Depuis les années 1990, Pierre Richard laisse apparaître sur son visage une barbe grisonnante qui l’éloigne peu à peu de son emploi initial. Cette maturité assumée lui permet de faire évoluer son personnage vers plus de gravité, sans pour autant perdre son regard d’enfant. Il partage sa vie entre la scène – où il a notamment délivré trois «seul-en-scène» écrits avec Christophe Duthuron – et le cinéma où il alterne premiers, seconds rôles et participations exceptionnelles dans, entre autres, Les Mille et Une Recettes du cuisinier amoureux de Nana Djordjadze, En attendant le déluge de Damien Odoul, Essaye-moi de PEF, Victor de Thomas Gilou et Et si on vivait tous ensemble ? de Stéphane Robelin. Récemment, il s’est fait remarquer dans Les Vieux Fourneaux de Christophe Duthuron, Paris pieds nus d’Abel & Gordon La Plus Belle pour aller danser de Victoria Bedos et Jeanne du Barry de Maïwenn.

Véritable créateur de formes, acteur inventif dont les effets burlesques ne sont jamais altérés par le temps, Pierre Richard a traversé les années1970 et1980 avec un succès considérable, devenant l’un des rois du box-office hexagonal avec près de cinquante millions d’entrées en quinze ans. Élevé au rang de mythe dans les pays de l’ex-bloc soviétique, où sa fantaisie permettait de supporter la rudesse du régime communiste, célèbre dans certains pays asiatiques – en Thaïlande, les gens l’appellent Piem qui signifie «celui à qui tout arrive» – ou en Argentine, le personnage de Pierre Richard est doté d’une force universelle dépassant les frontières du langage.

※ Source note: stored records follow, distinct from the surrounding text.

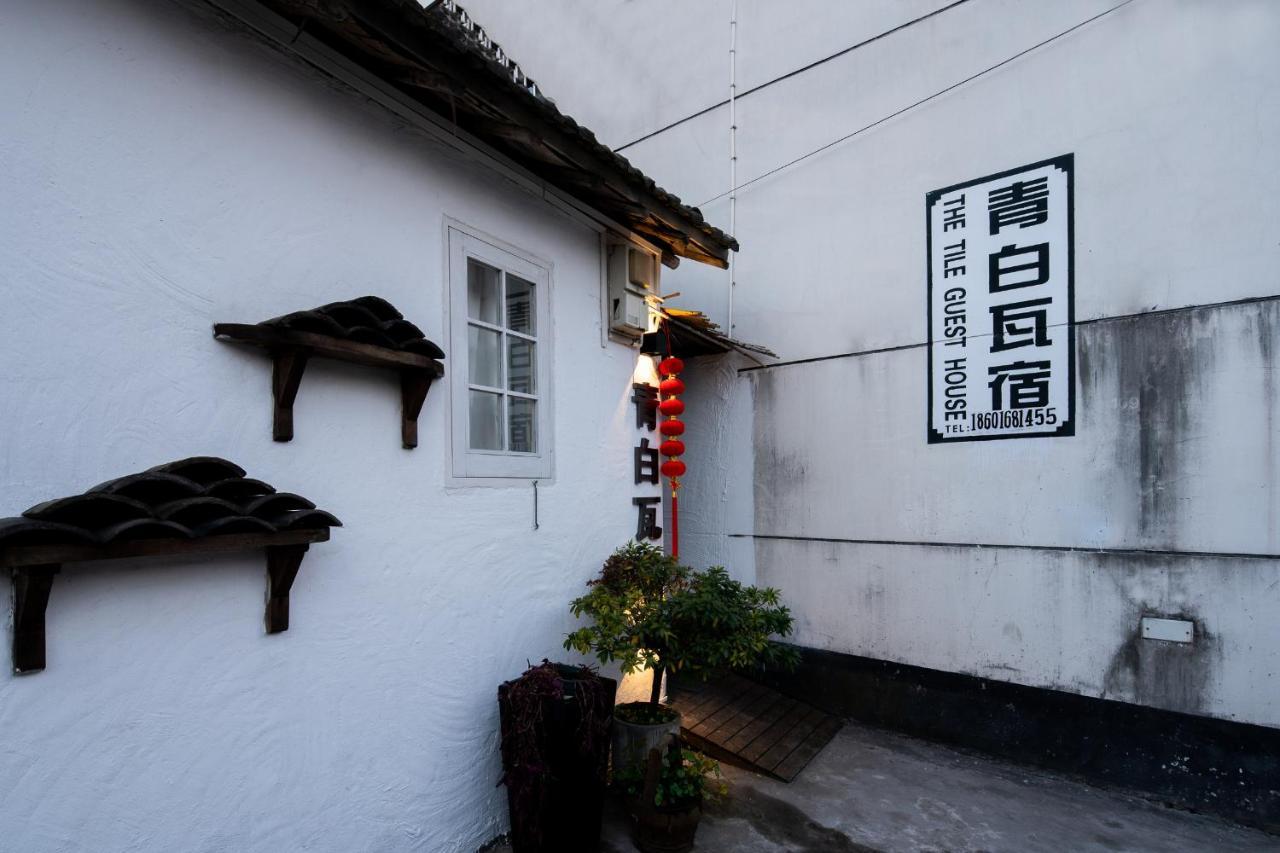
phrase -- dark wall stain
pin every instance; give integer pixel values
(1215, 766)
(780, 470)
(1160, 673)
(1159, 361)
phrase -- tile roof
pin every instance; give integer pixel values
(446, 62)
(369, 319)
(190, 498)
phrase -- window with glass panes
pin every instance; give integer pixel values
(499, 360)
(502, 360)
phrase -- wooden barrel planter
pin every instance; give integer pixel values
(554, 752)
(666, 830)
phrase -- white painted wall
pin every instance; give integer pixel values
(1170, 109)
(160, 173)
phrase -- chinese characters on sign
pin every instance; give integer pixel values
(1001, 313)
(648, 507)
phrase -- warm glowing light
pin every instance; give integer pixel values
(645, 373)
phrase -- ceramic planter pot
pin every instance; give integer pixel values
(632, 740)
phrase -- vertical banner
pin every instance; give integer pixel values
(1001, 305)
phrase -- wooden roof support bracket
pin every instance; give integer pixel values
(291, 351)
(35, 566)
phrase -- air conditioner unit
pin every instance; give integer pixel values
(632, 274)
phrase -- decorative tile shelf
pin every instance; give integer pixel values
(200, 505)
(368, 331)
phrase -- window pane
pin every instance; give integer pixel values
(483, 292)
(522, 423)
(520, 305)
(485, 422)
(484, 356)
(521, 365)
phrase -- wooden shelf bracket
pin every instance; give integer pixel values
(291, 351)
(36, 566)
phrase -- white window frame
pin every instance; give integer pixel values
(480, 466)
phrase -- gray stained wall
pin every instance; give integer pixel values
(1033, 560)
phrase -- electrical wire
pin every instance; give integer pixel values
(912, 106)
(791, 73)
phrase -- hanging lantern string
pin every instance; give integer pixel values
(672, 447)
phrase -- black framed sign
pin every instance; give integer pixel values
(1002, 305)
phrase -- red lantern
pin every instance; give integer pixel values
(671, 387)
(672, 447)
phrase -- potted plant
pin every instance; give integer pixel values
(664, 797)
(554, 756)
(648, 611)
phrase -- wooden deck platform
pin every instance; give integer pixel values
(741, 723)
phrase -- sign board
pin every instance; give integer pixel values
(1001, 305)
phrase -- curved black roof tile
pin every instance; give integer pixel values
(192, 497)
(368, 319)
(202, 469)
(151, 487)
(144, 529)
(30, 532)
(270, 505)
(91, 511)
(238, 488)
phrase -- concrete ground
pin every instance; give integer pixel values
(877, 790)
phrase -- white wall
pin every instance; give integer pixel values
(878, 539)
(161, 173)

Pierre Richard : «Être comédien, c’est quoi ? Donner vie à des personnages que vous n’êtes pas, avec le plus de réalisme possible, de vérité surtout. Et paradoxalement, c’est toujours moi qu’on retrouve derrière ces personnages et non le contraire. C’est peut-être pourquoi j’ai toujours douté d’être un comédien. C’était toujours moi, confronté à des situations comiques : distrait, inadapté, malchanceux, timide.»